Using yacy as a large scale crawler - Githubissues

yacy / yacy_search_server

Distributed Peer-to-Peer Web Search Engine and Intranet Search Appliance

http://yacy.net

Other

3.38k stars 427 forks source link

Using yacy as a large scale crawler #96

Open cloutier opened 7 years ago

cloutier commented 7 years ago

Hi everyone!

I'm currently testing yacy as a backend that will return every pages on certain large sites, which we will use on our end for further processing.

Right now my tests consists of crawling some very large news sites: Buzzfeed, the BBC, Wired and some others. I have looked at the documentation and I have come up with this query:

http://localhost:8090/yacysearch.json?query=site%3Abuzzfeed.com&nav=all&startRecord=40000&maximumRecords=1000&verify=false

Unfortuately for large values of startRecord I start to get no results. Is there a way to change this query or change the configuration of yacy to fix this? Latency wise I don't mind if the query takes up to half an hour and I don't mind too if there is pagination or not. If we can manage to do this we will be adding upwards of 100,000,000 documents to the index in the next few weeks.

Thanks for the help!

luccioman commented 7 years ago

Hi @cloutier , I don't know if you run yacy from latest sources, but I pushed 2 days ago a fix to handle properly large startRecord values (see commit https://github.com/yacy/yacy_search_server/commit/c25e48e969f180dcc3c73863acbfcc383a182c8f). This change only affects requests to your local index (queries in web portal mode, or with parameter resource=local in your query for example), but given your use case I guess this could help you.
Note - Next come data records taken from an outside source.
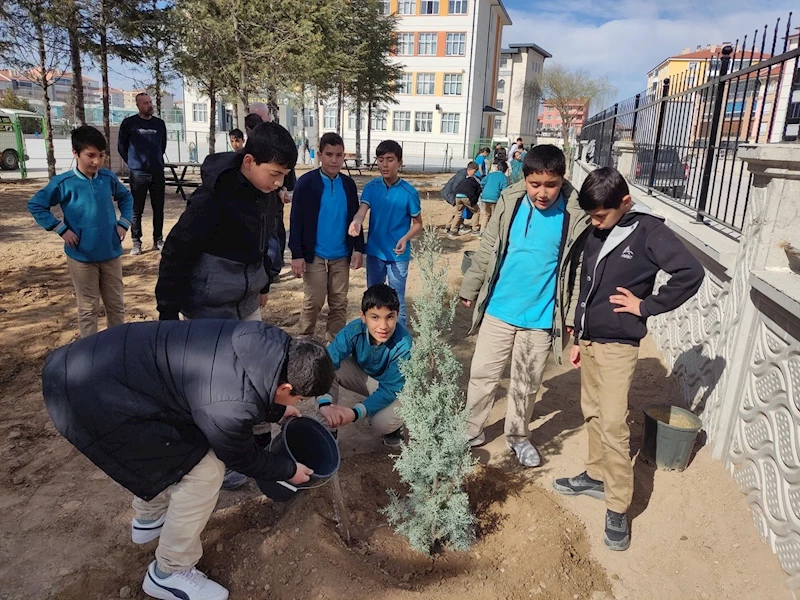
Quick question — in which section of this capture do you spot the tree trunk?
[67,0,86,125]
[33,14,56,179]
[208,80,217,154]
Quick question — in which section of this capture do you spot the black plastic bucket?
[461,250,475,275]
[256,417,339,501]
[641,404,703,471]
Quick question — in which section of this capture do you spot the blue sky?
[503,0,800,111]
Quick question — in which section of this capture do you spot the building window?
[447,0,467,15]
[392,110,411,131]
[192,104,208,123]
[397,0,417,15]
[414,112,433,133]
[444,74,464,96]
[347,110,365,131]
[419,0,439,15]
[442,113,461,133]
[417,73,435,96]
[417,33,438,56]
[397,33,414,56]
[322,106,339,129]
[445,33,467,56]
[396,73,413,94]
[372,110,386,131]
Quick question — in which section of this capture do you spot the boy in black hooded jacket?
[553,167,705,550]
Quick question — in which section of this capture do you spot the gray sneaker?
[508,440,542,467]
[603,510,631,552]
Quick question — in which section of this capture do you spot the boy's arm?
[113,175,133,230]
[28,179,69,235]
[639,224,705,318]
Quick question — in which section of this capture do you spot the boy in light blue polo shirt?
[350,140,422,325]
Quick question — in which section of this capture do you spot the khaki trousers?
[67,256,125,337]
[448,198,478,233]
[467,315,552,444]
[133,450,225,573]
[300,256,350,342]
[330,358,403,435]
[580,340,639,513]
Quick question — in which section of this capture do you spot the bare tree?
[520,63,617,153]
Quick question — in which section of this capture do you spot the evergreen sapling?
[383,228,475,554]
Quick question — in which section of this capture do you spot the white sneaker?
[142,561,228,600]
[131,513,167,544]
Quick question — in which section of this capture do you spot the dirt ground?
[0,170,789,600]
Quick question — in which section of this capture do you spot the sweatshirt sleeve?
[156,194,220,320]
[356,346,411,416]
[28,178,68,235]
[640,224,705,318]
[112,175,133,229]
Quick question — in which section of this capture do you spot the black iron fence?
[581,13,800,237]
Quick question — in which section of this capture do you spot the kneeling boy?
[317,283,412,448]
[42,319,334,600]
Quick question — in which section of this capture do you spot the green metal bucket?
[640,404,703,471]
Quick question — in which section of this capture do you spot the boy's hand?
[289,463,314,485]
[608,288,642,317]
[292,258,306,278]
[61,229,80,248]
[347,221,362,237]
[569,344,581,369]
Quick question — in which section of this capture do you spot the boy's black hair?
[72,125,108,154]
[578,167,630,212]
[244,113,264,135]
[280,338,336,397]
[361,283,400,314]
[319,131,344,152]
[243,122,297,169]
[522,144,567,177]
[375,140,403,162]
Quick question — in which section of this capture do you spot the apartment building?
[318,0,511,166]
[494,44,552,144]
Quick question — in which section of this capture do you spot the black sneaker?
[553,471,606,500]
[383,427,403,448]
[603,510,631,551]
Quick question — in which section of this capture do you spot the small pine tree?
[384,228,475,554]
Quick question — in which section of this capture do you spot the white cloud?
[503,0,800,106]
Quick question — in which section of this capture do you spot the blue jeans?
[367,255,408,326]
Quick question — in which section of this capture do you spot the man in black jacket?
[553,167,705,550]
[156,123,297,320]
[42,319,334,600]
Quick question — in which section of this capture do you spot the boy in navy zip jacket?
[553,167,705,550]
[28,125,133,337]
[289,132,364,342]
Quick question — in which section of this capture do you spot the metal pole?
[695,46,733,223]
[647,77,669,194]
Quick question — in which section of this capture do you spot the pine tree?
[384,228,475,554]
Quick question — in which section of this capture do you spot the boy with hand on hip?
[289,132,364,342]
[349,140,422,325]
[28,125,133,337]
[552,166,705,550]
[317,283,412,448]
[459,145,589,467]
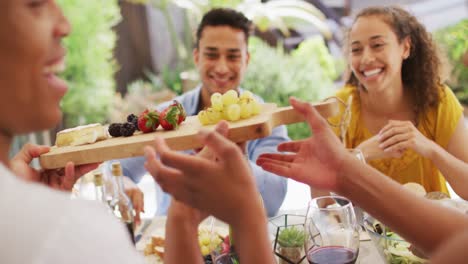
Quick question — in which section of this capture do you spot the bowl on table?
[364,215,428,264]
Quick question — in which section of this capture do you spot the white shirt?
[0,163,143,264]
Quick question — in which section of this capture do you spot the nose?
[361,48,375,64]
[215,56,229,74]
[54,4,71,38]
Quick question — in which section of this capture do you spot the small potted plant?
[278,226,306,264]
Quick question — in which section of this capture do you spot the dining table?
[135,216,385,264]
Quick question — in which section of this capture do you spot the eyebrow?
[205,47,241,53]
[351,35,384,45]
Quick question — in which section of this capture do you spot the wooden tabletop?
[135,216,385,264]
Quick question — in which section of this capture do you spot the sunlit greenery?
[58,0,121,127]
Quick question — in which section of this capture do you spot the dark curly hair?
[195,8,252,48]
[345,6,445,116]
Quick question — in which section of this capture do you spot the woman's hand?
[378,120,435,157]
[10,144,99,191]
[356,134,403,161]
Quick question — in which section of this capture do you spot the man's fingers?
[260,161,291,178]
[13,143,50,163]
[278,140,306,153]
[257,153,296,166]
[199,130,245,169]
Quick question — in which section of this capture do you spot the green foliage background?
[58,0,121,127]
[435,19,468,105]
[242,36,339,139]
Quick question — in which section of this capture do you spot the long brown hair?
[345,6,445,115]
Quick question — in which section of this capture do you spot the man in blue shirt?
[108,9,289,216]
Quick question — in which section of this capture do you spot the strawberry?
[138,109,159,133]
[169,100,187,125]
[159,105,181,130]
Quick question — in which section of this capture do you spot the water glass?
[305,195,359,264]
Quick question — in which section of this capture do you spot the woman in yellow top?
[330,7,468,197]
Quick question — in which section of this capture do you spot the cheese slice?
[55,124,108,147]
[403,182,426,197]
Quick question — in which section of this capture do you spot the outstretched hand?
[145,122,261,226]
[257,98,347,191]
[10,144,98,191]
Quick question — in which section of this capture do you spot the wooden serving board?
[39,101,338,169]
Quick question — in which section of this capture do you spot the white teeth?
[43,60,65,74]
[364,68,382,77]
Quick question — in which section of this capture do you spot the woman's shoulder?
[439,84,460,106]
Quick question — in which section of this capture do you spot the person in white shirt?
[0,0,143,264]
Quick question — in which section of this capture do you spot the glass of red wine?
[305,195,359,264]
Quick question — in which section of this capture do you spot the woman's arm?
[257,97,468,254]
[434,116,468,200]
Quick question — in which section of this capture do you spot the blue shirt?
[105,85,289,217]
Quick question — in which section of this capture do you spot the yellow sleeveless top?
[329,85,463,194]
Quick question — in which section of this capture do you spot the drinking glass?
[305,195,359,264]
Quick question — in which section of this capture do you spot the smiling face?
[193,26,249,106]
[349,16,410,91]
[0,0,70,134]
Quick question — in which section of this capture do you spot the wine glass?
[305,196,359,264]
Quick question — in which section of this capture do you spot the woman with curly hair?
[326,6,468,197]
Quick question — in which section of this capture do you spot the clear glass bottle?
[94,172,112,208]
[111,162,135,243]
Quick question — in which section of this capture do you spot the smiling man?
[108,8,289,216]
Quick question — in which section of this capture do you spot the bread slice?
[55,124,108,147]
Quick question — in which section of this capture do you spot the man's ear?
[192,48,200,67]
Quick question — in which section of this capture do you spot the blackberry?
[127,114,140,130]
[108,123,122,137]
[120,122,135,137]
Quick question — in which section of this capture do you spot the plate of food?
[136,217,230,264]
[39,95,338,169]
[364,182,468,264]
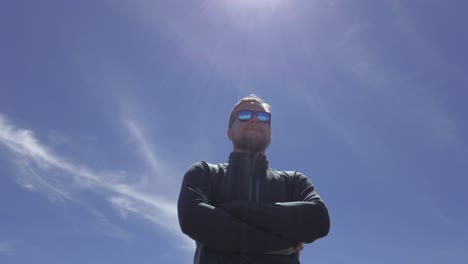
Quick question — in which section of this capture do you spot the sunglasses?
[231,110,271,125]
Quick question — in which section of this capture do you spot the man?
[177,95,330,264]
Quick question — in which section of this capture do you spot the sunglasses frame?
[229,109,271,127]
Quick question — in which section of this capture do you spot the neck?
[232,147,265,155]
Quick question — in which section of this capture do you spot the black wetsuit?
[177,152,330,264]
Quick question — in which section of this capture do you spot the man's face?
[227,103,271,152]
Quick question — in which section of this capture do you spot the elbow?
[304,206,330,243]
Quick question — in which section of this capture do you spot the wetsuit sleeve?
[220,172,330,243]
[177,162,294,253]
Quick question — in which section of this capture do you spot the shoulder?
[186,160,227,174]
[270,168,307,180]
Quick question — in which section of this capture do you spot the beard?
[233,134,270,153]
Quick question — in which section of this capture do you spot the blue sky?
[0,0,468,264]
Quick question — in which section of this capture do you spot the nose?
[249,114,260,123]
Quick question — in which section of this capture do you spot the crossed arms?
[177,163,330,253]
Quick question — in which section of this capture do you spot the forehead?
[236,102,266,112]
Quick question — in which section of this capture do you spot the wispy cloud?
[0,115,193,250]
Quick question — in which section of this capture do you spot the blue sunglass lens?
[237,110,253,121]
[237,110,270,123]
[257,112,270,123]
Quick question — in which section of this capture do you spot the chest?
[212,170,292,204]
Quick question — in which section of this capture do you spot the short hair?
[228,94,271,128]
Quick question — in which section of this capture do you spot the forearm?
[178,197,294,253]
[220,201,330,243]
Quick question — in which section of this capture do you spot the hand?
[294,242,304,253]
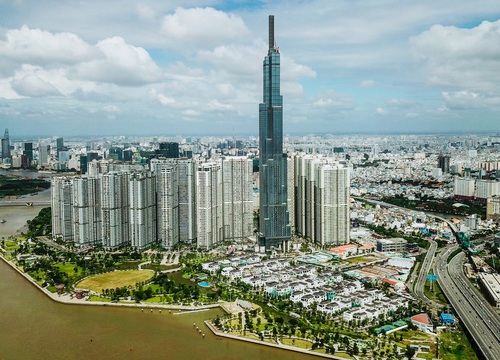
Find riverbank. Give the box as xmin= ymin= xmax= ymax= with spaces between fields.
xmin=205 ymin=320 xmax=346 ymax=360
xmin=0 ymin=254 xmax=345 ymax=360
xmin=0 ymin=254 xmax=224 ymax=311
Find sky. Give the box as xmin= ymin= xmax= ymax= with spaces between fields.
xmin=0 ymin=0 xmax=500 ymax=137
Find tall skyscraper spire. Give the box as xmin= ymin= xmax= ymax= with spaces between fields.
xmin=2 ymin=129 xmax=10 ymax=159
xmin=259 ymin=15 xmax=290 ymax=250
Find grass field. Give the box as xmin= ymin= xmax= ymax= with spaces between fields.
xmin=76 ymin=270 xmax=154 ymax=293
xmin=439 ymin=331 xmax=477 ymax=360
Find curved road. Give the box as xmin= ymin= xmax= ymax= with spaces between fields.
xmin=435 ymin=250 xmax=500 ymax=360
xmin=413 ymin=240 xmax=442 ymax=307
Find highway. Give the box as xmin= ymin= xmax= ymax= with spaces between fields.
xmin=413 ymin=240 xmax=441 ymax=307
xmin=435 ymin=245 xmax=500 ymax=360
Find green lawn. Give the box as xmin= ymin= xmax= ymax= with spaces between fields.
xmin=76 ymin=270 xmax=154 ymax=293
xmin=89 ymin=295 xmax=111 ymax=302
xmin=56 ymin=263 xmax=82 ymax=278
xmin=280 ymin=338 xmax=312 ymax=349
xmin=5 ymin=240 xmax=19 ymax=251
xmin=439 ymin=331 xmax=477 ymax=360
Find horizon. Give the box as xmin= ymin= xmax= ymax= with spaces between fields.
xmin=0 ymin=0 xmax=500 ymax=137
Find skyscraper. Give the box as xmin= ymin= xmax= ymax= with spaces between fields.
xmin=2 ymin=129 xmax=10 ymax=162
xmin=259 ymin=15 xmax=290 ymax=251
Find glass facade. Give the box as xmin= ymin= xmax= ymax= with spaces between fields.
xmin=259 ymin=15 xmax=290 ymax=250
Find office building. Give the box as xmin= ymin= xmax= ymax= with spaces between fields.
xmin=259 ymin=15 xmax=290 ymax=251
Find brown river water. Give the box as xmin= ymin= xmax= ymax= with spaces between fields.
xmin=0 ymin=187 xmax=320 ymax=360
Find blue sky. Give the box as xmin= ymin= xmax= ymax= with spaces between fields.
xmin=0 ymin=0 xmax=500 ymax=136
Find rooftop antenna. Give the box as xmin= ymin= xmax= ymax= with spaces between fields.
xmin=269 ymin=15 xmax=276 ymax=49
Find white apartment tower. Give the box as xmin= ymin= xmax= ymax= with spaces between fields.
xmin=314 ymin=164 xmax=350 ymax=245
xmin=51 ymin=177 xmax=73 ymax=242
xmin=196 ymin=162 xmax=223 ymax=249
xmin=453 ymin=176 xmax=476 ymax=199
xmin=129 ymin=172 xmax=157 ymax=250
xmin=72 ymin=177 xmax=102 ymax=246
xmin=38 ymin=142 xmax=49 ymax=168
xmin=100 ymin=172 xmax=129 ymax=249
xmin=221 ymin=156 xmax=253 ymax=240
xmin=150 ymin=159 xmax=179 ymax=249
xmin=175 ymin=159 xmax=196 ymax=244
xmin=294 ymin=154 xmax=350 ymax=245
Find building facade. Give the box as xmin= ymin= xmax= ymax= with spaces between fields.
xmin=259 ymin=15 xmax=290 ymax=250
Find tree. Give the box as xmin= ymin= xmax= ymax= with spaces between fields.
xmin=405 ymin=345 xmax=416 ymax=359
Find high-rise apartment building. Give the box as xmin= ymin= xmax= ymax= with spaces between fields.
xmin=100 ymin=172 xmax=130 ymax=249
xmin=150 ymin=159 xmax=196 ymax=248
xmin=259 ymin=15 xmax=290 ymax=250
xmin=38 ymin=141 xmax=49 ymax=168
xmin=294 ymin=154 xmax=350 ymax=245
xmin=73 ymin=177 xmax=102 ymax=246
xmin=222 ymin=156 xmax=253 ymax=240
xmin=314 ymin=164 xmax=350 ymax=245
xmin=22 ymin=143 xmax=33 ymax=168
xmin=196 ymin=162 xmax=223 ymax=249
xmin=438 ymin=155 xmax=450 ymax=174
xmin=50 ymin=176 xmax=73 ymax=242
xmin=129 ymin=172 xmax=157 ymax=250
xmin=2 ymin=129 xmax=11 ymax=163
xmin=150 ymin=159 xmax=179 ymax=249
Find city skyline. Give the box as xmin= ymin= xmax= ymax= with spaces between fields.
xmin=259 ymin=15 xmax=290 ymax=250
xmin=0 ymin=0 xmax=500 ymax=136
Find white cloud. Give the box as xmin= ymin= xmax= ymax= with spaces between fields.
xmin=410 ymin=20 xmax=500 ymax=91
xmin=76 ymin=36 xmax=163 ymax=86
xmin=0 ymin=25 xmax=100 ymax=66
xmin=102 ymin=105 xmax=120 ymax=113
xmin=312 ymin=91 xmax=353 ymax=110
xmin=359 ymin=80 xmax=375 ymax=89
xmin=161 ymin=7 xmax=248 ymax=51
xmin=441 ymin=90 xmax=500 ymax=110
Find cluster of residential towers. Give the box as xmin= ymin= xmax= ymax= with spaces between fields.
xmin=52 ymin=16 xmax=349 ymax=251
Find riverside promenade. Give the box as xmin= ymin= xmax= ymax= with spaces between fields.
xmin=205 ymin=320 xmax=346 ymax=360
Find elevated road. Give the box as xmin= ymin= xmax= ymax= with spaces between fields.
xmin=435 ymin=250 xmax=500 ymax=360
xmin=413 ymin=240 xmax=442 ymax=307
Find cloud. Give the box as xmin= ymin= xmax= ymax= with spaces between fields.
xmin=76 ymin=36 xmax=163 ymax=86
xmin=359 ymin=80 xmax=375 ymax=89
xmin=11 ymin=66 xmax=61 ymax=97
xmin=0 ymin=25 xmax=99 ymax=66
xmin=441 ymin=90 xmax=500 ymax=110
xmin=161 ymin=7 xmax=248 ymax=49
xmin=410 ymin=20 xmax=500 ymax=91
xmin=312 ymin=91 xmax=353 ymax=110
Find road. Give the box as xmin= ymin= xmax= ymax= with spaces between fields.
xmin=435 ymin=245 xmax=500 ymax=360
xmin=413 ymin=240 xmax=442 ymax=307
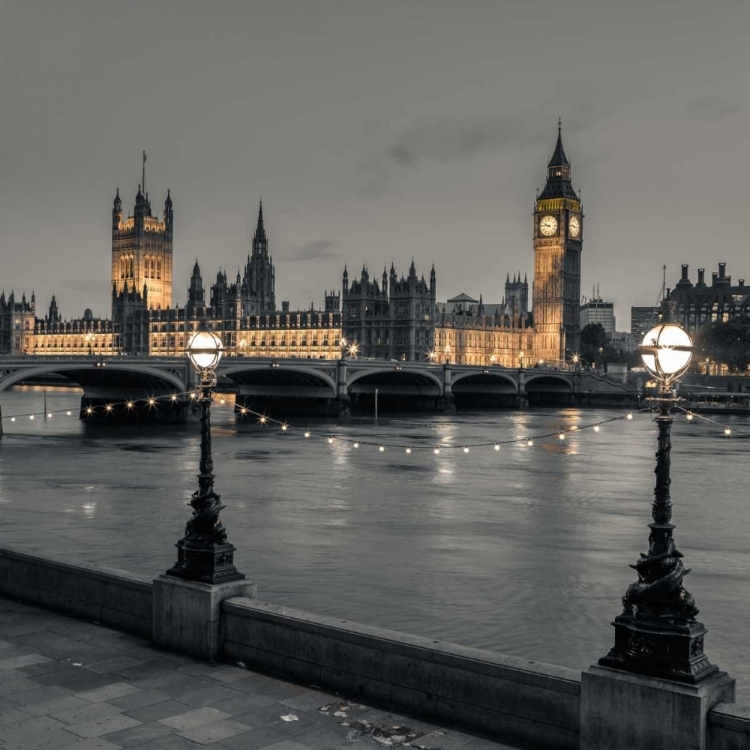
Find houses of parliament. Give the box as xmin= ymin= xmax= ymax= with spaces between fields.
xmin=0 ymin=125 xmax=583 ymax=367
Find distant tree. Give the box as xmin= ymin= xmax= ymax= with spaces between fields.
xmin=695 ymin=316 xmax=750 ymax=372
xmin=580 ymin=323 xmax=618 ymax=365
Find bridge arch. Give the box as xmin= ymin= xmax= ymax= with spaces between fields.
xmin=524 ymin=372 xmax=573 ymax=393
xmin=346 ymin=366 xmax=443 ymax=396
xmin=217 ymin=362 xmax=337 ymax=398
xmin=451 ymin=370 xmax=518 ymax=393
xmin=0 ymin=360 xmax=187 ymax=393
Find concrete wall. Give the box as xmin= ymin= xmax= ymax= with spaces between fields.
xmin=0 ymin=548 xmax=153 ymax=638
xmin=222 ymin=598 xmax=581 ymax=749
xmin=708 ymin=703 xmax=750 ymax=750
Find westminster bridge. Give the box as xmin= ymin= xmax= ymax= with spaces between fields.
xmin=0 ymin=355 xmax=637 ymax=421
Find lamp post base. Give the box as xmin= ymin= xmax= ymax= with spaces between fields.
xmin=599 ymin=613 xmax=719 ymax=685
xmin=167 ymin=539 xmax=245 ymax=584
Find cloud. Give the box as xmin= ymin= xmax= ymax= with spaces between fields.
xmin=685 ymin=96 xmax=743 ymax=120
xmin=289 ymin=240 xmax=341 ymax=260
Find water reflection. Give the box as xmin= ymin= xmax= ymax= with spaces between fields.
xmin=0 ymin=389 xmax=750 ymax=699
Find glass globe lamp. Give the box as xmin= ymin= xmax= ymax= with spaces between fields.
xmin=187 ymin=331 xmax=224 ymax=372
xmin=639 ymin=323 xmax=693 ymax=388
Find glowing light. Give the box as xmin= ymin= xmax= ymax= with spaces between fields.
xmin=187 ymin=331 xmax=224 ymax=371
xmin=640 ymin=323 xmax=693 ymax=384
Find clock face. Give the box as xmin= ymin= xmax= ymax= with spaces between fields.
xmin=569 ymin=216 xmax=581 ymax=237
xmin=539 ymin=215 xmax=557 ymax=237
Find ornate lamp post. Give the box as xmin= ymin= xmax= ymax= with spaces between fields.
xmin=599 ymin=306 xmax=718 ymax=684
xmin=167 ymin=330 xmax=245 ymax=584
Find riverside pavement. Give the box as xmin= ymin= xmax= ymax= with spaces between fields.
xmin=0 ymin=599 xmax=524 ymax=750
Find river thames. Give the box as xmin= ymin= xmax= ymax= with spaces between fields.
xmin=0 ymin=387 xmax=750 ymax=700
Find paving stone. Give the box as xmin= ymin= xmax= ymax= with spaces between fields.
xmin=125 ymin=701 xmax=194 ymax=724
xmin=107 ymin=721 xmax=173 ymax=747
xmin=0 ymin=652 xmax=52 ymax=670
xmin=214 ymin=719 xmax=296 ymax=750
xmin=107 ymin=690 xmax=169 ymax=711
xmin=0 ymin=673 xmax=44 ymax=698
xmin=6 ymin=684 xmax=69 ymax=707
xmin=76 ymin=682 xmax=141 ymax=703
xmin=52 ymin=703 xmax=122 ymax=724
xmin=0 ymin=708 xmax=32 ymax=727
xmin=207 ymin=667 xmax=253 ymax=684
xmin=180 ymin=684 xmax=240 ymax=708
xmin=68 ymin=714 xmax=141 ymax=737
xmin=161 ymin=706 xmax=234 ymax=732
xmin=19 ymin=690 xmax=91 ymax=716
xmin=180 ymin=719 xmax=253 ymax=745
xmin=281 ymin=690 xmax=336 ymax=711
xmin=85 ymin=656 xmax=144 ymax=674
xmin=60 ymin=737 xmax=120 ymax=750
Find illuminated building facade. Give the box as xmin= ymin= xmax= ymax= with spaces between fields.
xmin=342 ymin=260 xmax=437 ymax=362
xmin=672 ymin=263 xmax=750 ymax=331
xmin=0 ymin=128 xmax=580 ymax=367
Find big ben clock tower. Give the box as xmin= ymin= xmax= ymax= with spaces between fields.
xmin=533 ymin=123 xmax=583 ymax=362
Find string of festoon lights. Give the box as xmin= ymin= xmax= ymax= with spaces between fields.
xmin=2 ymin=390 xmax=750 ymax=455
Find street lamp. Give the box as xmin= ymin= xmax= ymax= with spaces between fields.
xmin=167 ymin=329 xmax=245 ymax=583
xmin=599 ymin=312 xmax=718 ymax=684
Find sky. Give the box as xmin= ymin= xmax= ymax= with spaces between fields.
xmin=0 ymin=0 xmax=750 ymax=330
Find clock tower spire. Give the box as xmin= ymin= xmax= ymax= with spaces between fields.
xmin=533 ymin=121 xmax=583 ymax=362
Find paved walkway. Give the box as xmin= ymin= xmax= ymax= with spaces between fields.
xmin=0 ymin=599 xmax=524 ymax=750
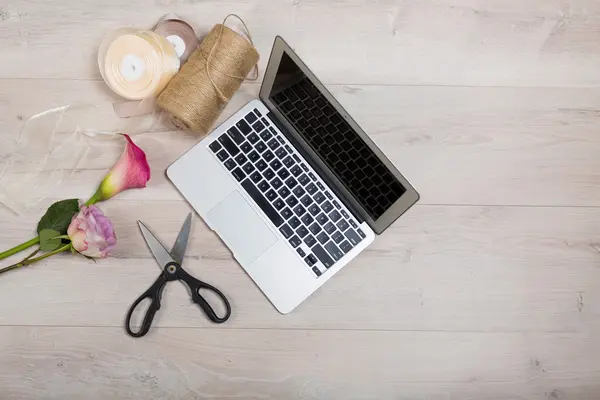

Unfortunately for P2P queries (mixing local, DHT and federated results) the problematic is harder and for now offset (startRecord) value is still hard code limited to 10000...

Best regards

cloutier commented 7 years ago

Thank you for the quick reply, that was exactly what I needed.

I am actually on the 1.90 release which seems to be a few months old now. I can manage to compile from source until the next stable release. That will solve my scaling problems.

Related to this: do you have plans to allow to add trusted peers, so that one could run a cluster of yacy nodes?

luccioman commented 7 years ago

Mmm I am not sure to get what you mean by "add trusted peers"... But maybe you would be interested to set your YaCy peers to use an external Solr Cloud of your own instead of the default embedded Solr instances. Personally I didn't experiment recently with this, but YaCy wiki has some related instructions.

smokingwheels commented 7 years ago

@luccioman Have you looked at any of the spammy pages from .pl? I think they just cause a spiral of death for the crawler Que its just nested and nested pages of links of links. Some peers that offer remote crawls dont seem to be working.

luccioman commented 7 years ago

Hi @smokingwheels , yes I noticed these spammy results with URLs ending for example with "w.interiowo.pl". But for now I did not really have an in depth look at this. Would you suggest something else than using YaCy Blacklist feature?

smokingwheels commented 7 years ago

Hi @luccioman I have done a few things it the last few days, how to send PM? Anyway there is like 108 k spammy sub.domains / emails in .pl . I found it easy to just add ..pl.. in the block list but that's not very fair to legit sites in .pl is it? Its like I have an old Quad core and within 5 minutes, I can get Yacy to curl up and stop working.

Anyway ask around on your peers for possible solution to resolve the problem my fix is only a temporary one. I do have the time to look a bit further when I have finished post processing.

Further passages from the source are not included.